Critics of MAiD argue that it could become a band-aid solution to suffering, which could be otherwise mitigated by a greater investment in healthcare. For Braswell, even investing in basic efforts around something like fall prevention could meaningfully alleviate pain and injury in a way that could reduce the need for MAiD in the first place. He also argues for wealth redistribution on the same grounds. But, he said, because “such radical change is both difficult, and, for many, almost unthinkable, we default to killing as a more amenable solution.”

Dr. Virginia Chang, an end-of-life doula working in New York City and author of Preparing For End of Life For Dummies, takes a more nuanced approach, noting that no one takes dying “lightly.”

“I don’t see that people want to die,” she told me, “but what drives them to choose MAiD can be a multitude of factors. It’s not just one thing, like being depressed or being lonely, or not having proper care. I think it’s a much bigger societal question of how we approach death and dying.”

Chang argues that investing in systemic solutions to suffering and offering patients access to MAiD are not mutually exclusive. We can, and should, have both at once. We should try. She notes that the availability of MAiD can reduce suffering by providing a sense of reassurance, even when patients ultimately choose not to use it. Data from multiple jurisdictions show that one in three MAiD prescriptions are never taken, suggesting that for some people, having the option matters as much as exercising control over the outcome. 

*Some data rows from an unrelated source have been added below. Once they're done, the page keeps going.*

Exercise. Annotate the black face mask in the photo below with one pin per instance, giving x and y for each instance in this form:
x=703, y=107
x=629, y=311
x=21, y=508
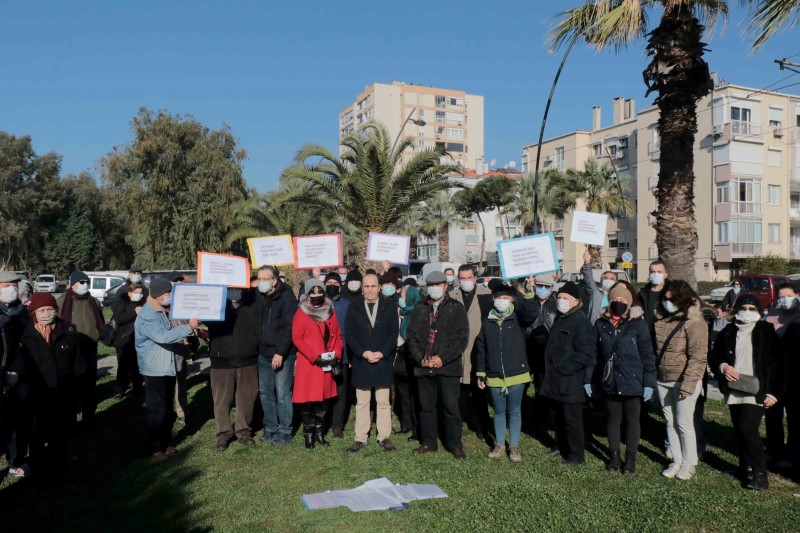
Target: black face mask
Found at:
x=618, y=308
x=332, y=291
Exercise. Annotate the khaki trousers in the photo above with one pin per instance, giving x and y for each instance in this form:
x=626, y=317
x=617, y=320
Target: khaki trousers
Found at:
x=383, y=416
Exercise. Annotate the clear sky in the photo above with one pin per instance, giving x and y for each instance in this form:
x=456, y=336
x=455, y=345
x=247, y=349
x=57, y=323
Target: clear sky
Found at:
x=278, y=73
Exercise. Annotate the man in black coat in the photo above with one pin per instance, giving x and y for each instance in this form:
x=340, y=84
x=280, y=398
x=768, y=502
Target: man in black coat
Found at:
x=371, y=330
x=275, y=307
x=438, y=333
x=571, y=348
x=234, y=373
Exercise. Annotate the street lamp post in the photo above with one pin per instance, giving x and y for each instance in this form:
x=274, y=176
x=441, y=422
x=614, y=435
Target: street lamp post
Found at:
x=418, y=122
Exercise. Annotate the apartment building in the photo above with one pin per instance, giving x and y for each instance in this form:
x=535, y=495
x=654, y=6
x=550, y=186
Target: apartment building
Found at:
x=434, y=117
x=747, y=179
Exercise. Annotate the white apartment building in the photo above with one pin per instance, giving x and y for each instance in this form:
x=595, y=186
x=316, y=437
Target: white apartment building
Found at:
x=434, y=117
x=747, y=179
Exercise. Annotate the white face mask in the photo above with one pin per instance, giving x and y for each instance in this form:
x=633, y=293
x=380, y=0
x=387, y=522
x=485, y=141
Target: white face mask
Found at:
x=563, y=305
x=502, y=305
x=264, y=286
x=435, y=293
x=748, y=317
x=9, y=294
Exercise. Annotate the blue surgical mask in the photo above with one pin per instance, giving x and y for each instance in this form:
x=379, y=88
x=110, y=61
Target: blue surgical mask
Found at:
x=543, y=293
x=388, y=290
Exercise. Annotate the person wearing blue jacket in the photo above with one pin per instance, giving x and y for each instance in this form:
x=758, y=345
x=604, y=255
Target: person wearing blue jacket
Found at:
x=157, y=344
x=623, y=334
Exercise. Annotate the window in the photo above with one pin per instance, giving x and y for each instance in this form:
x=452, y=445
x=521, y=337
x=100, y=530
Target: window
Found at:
x=774, y=194
x=740, y=119
x=723, y=192
x=560, y=158
x=774, y=233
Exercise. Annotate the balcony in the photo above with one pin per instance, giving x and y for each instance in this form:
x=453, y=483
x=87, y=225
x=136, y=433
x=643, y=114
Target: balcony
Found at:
x=746, y=249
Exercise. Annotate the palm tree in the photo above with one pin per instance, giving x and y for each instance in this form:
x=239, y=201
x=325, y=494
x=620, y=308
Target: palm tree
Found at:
x=369, y=186
x=680, y=76
x=596, y=186
x=436, y=215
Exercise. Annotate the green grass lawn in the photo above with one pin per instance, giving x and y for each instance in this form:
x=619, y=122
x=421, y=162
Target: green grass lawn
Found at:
x=116, y=489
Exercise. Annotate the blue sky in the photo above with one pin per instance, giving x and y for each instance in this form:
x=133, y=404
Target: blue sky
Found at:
x=75, y=73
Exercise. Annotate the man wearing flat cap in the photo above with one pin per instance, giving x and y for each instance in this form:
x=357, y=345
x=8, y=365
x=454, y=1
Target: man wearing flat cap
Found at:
x=78, y=307
x=437, y=336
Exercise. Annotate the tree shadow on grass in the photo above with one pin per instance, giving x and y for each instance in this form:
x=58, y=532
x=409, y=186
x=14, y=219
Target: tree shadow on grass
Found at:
x=111, y=485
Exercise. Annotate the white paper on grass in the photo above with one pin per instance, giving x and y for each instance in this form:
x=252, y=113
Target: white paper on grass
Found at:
x=588, y=228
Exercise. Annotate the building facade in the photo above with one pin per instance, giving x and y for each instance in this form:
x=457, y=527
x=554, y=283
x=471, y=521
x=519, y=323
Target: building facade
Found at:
x=453, y=120
x=747, y=179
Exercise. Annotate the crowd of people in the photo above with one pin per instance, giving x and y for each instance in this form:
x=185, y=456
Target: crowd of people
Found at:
x=438, y=358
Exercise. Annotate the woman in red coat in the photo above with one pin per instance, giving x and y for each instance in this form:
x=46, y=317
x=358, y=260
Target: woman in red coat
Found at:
x=316, y=334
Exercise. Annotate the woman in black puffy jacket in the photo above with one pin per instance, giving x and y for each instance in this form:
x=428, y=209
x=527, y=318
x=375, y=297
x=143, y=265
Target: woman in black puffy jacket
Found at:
x=622, y=334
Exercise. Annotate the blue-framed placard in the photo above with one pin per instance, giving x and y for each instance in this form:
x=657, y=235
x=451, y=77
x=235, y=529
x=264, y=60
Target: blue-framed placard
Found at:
x=527, y=256
x=197, y=300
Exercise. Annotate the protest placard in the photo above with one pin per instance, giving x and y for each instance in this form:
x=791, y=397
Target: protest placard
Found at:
x=527, y=256
x=588, y=228
x=386, y=247
x=318, y=251
x=221, y=269
x=275, y=250
x=193, y=300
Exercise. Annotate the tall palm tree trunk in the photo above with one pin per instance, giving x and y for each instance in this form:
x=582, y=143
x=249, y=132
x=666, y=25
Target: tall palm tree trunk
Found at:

“I believe that we could create a lot more space for the death wishes of sick and dying people, but that by exploring them and taking them seriously, in all their complexity, we could find a lot more there than a desire to die,” said Braswell. “Perhaps that very desire might, in its own way, cloak a desire to live in a way that is difficult to access but possible and worthwhile to achieve. I believe that it’s worth trying.”